Stephen Daisley joins the Stephen Fry pile-on:
Fry suggests Rowling has been ‘radicalised’, a word familiar to followers of the gender controversy for its customary application to women who insist on their rights. Although the terminology echoes that used to describe recruitment of Islamist terrorists, you need not be a feminist semantician to suspect that ‘radical’ is being used as a synonym for ‘hysterical’, as though women who believe in chromosomal sex are like the mad heroine of a Charlotte Perkins Gilman story and would benefit from a lie down.
Radicalisation is a deceptive and manipulative framing because recognising the existence of physiological differences between men and women isn’t radicalism, it’s biology. Fry has repeatedly professed his distaste for the gender wars and refused to engage on the substance. For all his donnish affectations, he’s a ‘be kind’ merchant whose contribution to the debate is every bit as vacuous as those Insta mums who pose with a Pride Progress flag in front of their ‘Live, Laugh, Love’ wall canvas every 1 June.
Yet were Fry to take heed of what the gender ideology vanguard say, he might grasp that their use of ‘radicalisation’ is projection. For if you’ve convinced yourself that men become women by declaring themselves to be so, that women corseting themselves in chest binders or having healthy breasts amputated is sound therapeutic care, that children should be offered medical and even surgical interventions to mutilate their bodies – and, yes, this is what the vanguard believes – then you should stop and ask who exactly has been radicalised here.
I get the impression Fry is someone who likes to be liked. That perhaps prompted his outburst in the first place: the desire to be seen as having the right sort of views by the "luvvie" dinner party crowd. To be "clubbable". I wonder if he's regretting it now. As well as reeking of misogyny – it does feel as though he really wanted to say "hysterical" but restrained himself just in time – his remarks come at a time when the climate of opinion is changing and the excesses of gender ideology are finally being rolled back.
It's like the Simone Biles case. There could hardly be two people more different than Fry and Biles, but both have come out recently with sudden out-of-the-blue ad hominem attacks against prominent gender critics. In Biles' case it was Riley Gaines, the US campaigner against men in women's sport.
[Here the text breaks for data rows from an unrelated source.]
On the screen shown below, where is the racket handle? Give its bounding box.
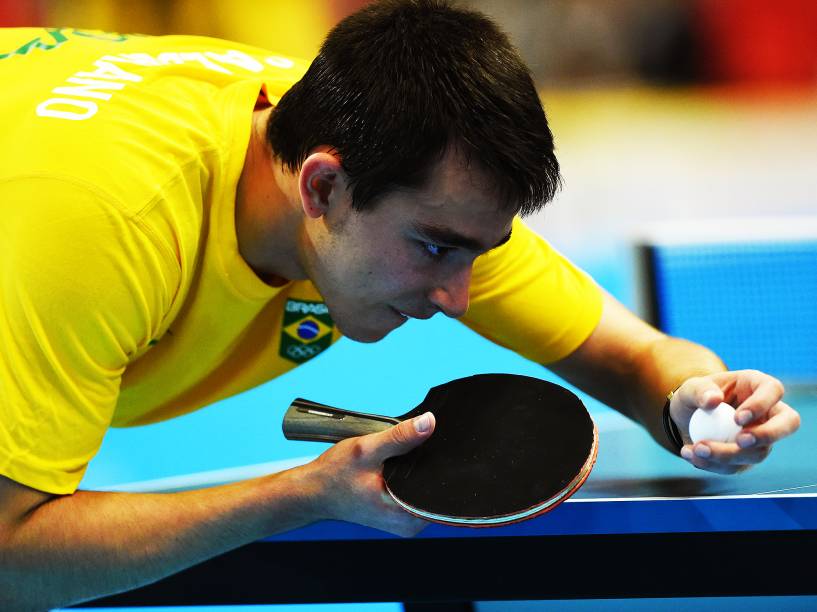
[283,397,400,442]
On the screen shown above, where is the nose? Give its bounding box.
[428,266,471,319]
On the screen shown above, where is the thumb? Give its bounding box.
[369,412,436,464]
[679,376,724,412]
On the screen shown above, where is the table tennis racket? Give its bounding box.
[283,374,598,527]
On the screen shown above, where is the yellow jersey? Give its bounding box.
[0,28,601,494]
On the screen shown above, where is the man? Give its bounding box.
[0,0,799,609]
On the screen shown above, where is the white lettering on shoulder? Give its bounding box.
[52,77,125,100]
[74,59,142,83]
[37,98,99,121]
[206,49,264,72]
[37,49,274,121]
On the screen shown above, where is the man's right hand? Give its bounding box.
[303,413,435,537]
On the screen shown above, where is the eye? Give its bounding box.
[419,241,451,259]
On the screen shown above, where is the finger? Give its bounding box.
[360,412,436,464]
[735,376,785,425]
[677,376,724,413]
[736,402,800,448]
[692,441,771,466]
[681,444,751,474]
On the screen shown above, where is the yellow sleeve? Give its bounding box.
[0,177,178,494]
[463,218,602,364]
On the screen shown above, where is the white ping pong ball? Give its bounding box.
[689,403,742,442]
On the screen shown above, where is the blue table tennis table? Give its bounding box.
[75,372,817,610]
[70,237,817,612]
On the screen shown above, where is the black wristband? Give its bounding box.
[661,389,684,454]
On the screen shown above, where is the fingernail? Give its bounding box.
[737,434,757,448]
[738,409,752,425]
[414,412,431,433]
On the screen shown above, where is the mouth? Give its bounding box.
[389,306,412,321]
[389,306,433,321]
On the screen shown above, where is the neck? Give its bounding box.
[235,108,306,286]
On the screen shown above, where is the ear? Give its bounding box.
[298,151,346,219]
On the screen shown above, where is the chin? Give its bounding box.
[335,323,393,344]
[335,321,400,344]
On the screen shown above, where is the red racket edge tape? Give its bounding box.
[386,423,599,529]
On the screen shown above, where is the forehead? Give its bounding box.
[398,151,514,241]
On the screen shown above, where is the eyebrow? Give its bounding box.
[414,223,511,253]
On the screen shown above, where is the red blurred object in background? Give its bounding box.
[0,0,43,27]
[696,0,817,86]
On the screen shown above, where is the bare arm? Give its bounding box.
[0,420,433,610]
[549,292,726,451]
[552,293,800,474]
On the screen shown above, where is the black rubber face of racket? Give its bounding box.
[383,374,596,520]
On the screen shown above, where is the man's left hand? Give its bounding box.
[670,370,800,474]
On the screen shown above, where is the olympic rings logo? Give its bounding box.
[286,344,323,359]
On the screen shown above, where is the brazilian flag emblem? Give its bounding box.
[279,300,335,363]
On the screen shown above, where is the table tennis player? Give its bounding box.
[0,0,799,610]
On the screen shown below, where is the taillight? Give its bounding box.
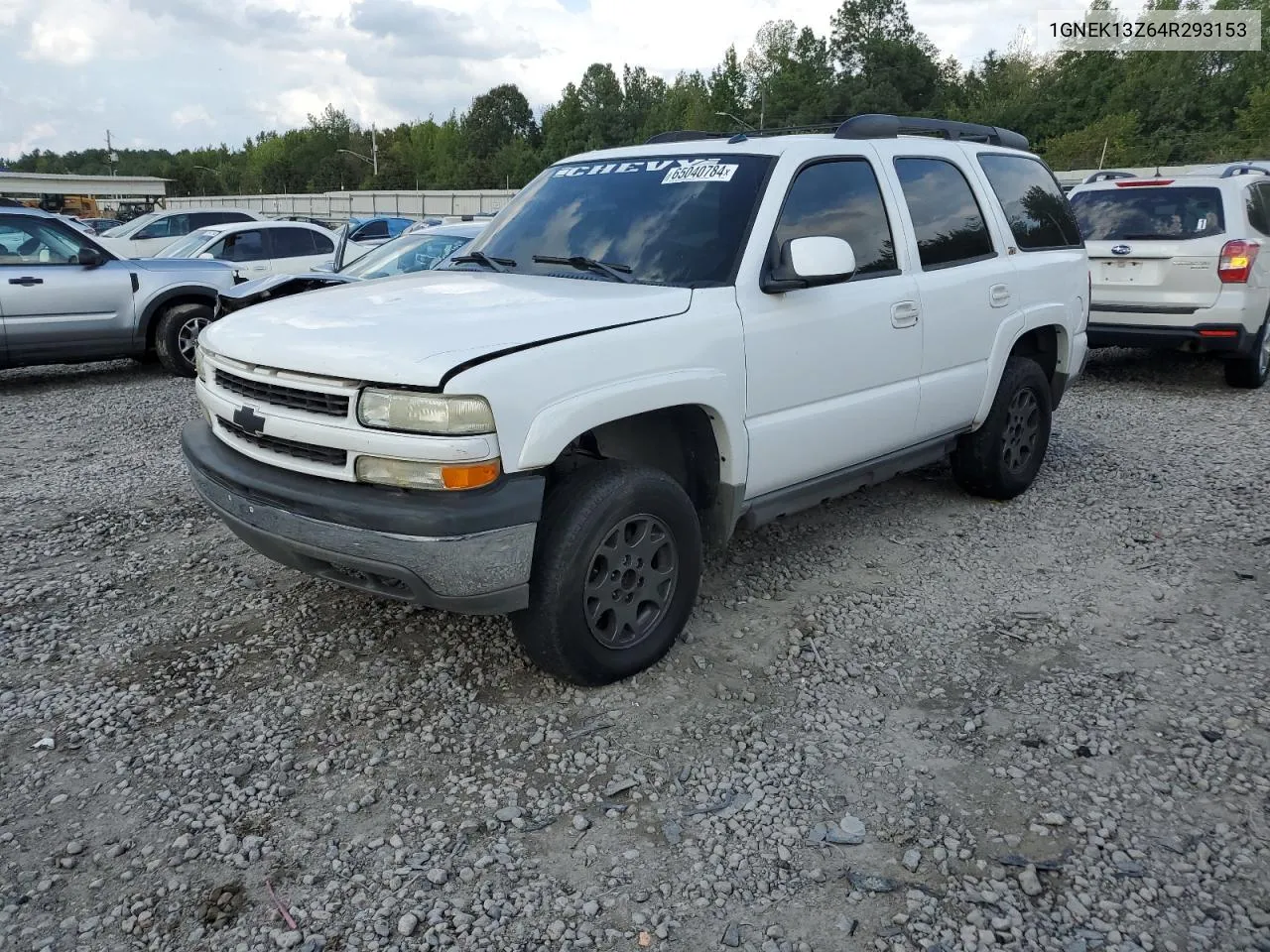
[1216,239,1261,285]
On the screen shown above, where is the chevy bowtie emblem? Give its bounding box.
[234,407,264,436]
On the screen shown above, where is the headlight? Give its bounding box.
[353,456,502,489]
[357,387,494,436]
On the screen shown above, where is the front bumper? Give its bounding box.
[181,420,545,615]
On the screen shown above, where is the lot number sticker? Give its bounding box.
[662,159,738,185]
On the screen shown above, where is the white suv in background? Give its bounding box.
[1070,164,1270,389]
[98,208,264,258]
[183,115,1088,684]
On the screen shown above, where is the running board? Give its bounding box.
[740,434,956,530]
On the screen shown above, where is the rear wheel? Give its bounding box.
[512,462,701,685]
[155,303,212,377]
[952,355,1052,499]
[1225,317,1270,390]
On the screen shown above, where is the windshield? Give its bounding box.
[155,228,219,258]
[1071,185,1225,241]
[101,212,159,237]
[339,232,471,278]
[445,155,775,287]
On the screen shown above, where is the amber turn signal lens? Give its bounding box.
[441,459,499,489]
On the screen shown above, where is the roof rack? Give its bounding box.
[1220,163,1270,178]
[1080,169,1138,185]
[644,114,1029,150]
[833,113,1029,150]
[644,122,837,146]
[644,130,731,146]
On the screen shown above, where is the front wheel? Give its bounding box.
[155,303,212,377]
[512,461,701,685]
[1225,317,1270,390]
[952,355,1053,500]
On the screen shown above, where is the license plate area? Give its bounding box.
[1102,262,1148,285]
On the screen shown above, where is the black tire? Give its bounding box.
[512,462,701,685]
[155,303,212,377]
[1225,317,1270,390]
[952,355,1053,499]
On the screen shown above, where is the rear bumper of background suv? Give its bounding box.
[1085,314,1256,354]
[181,420,545,615]
[1087,293,1270,355]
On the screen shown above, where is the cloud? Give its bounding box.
[0,0,1083,158]
[172,104,216,128]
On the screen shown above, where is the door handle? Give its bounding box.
[890,300,921,327]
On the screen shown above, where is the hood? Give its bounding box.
[200,272,693,387]
[213,272,358,311]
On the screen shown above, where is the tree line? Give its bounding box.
[6,0,1270,194]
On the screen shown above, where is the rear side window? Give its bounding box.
[895,159,996,271]
[269,228,318,258]
[353,218,389,241]
[1072,185,1225,241]
[1247,185,1270,235]
[979,153,1083,251]
[776,159,897,280]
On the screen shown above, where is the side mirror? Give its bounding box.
[762,235,856,295]
[784,237,856,282]
[76,245,110,268]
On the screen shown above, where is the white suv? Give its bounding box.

Oliver Brown in the Telegraph – How Simone Biles turned trans activist – and trashed her reputation:
The message was blunt, blistering and wildly off-brand. Simone Biles, the transcendent gymnast whose gravity-defying routines have been appointment viewing at the past three Olympics, needed just one social media post to shred her wholesome image in the most jarring fashion.
Railing against Riley Gaines, the former swimmer who has campaigned vigorously to keep biological males out of women’s sport, she wrote on X: “Bully someone your own size, which would ironically be a male.” With that crass drive-by shot, she definitively affirmed the old Warren Buffett maxim of it taking 20 years to build a reputation and just five minutes to ruin it.
At least Biles, unlike Fry, wasn't trashing an old friend.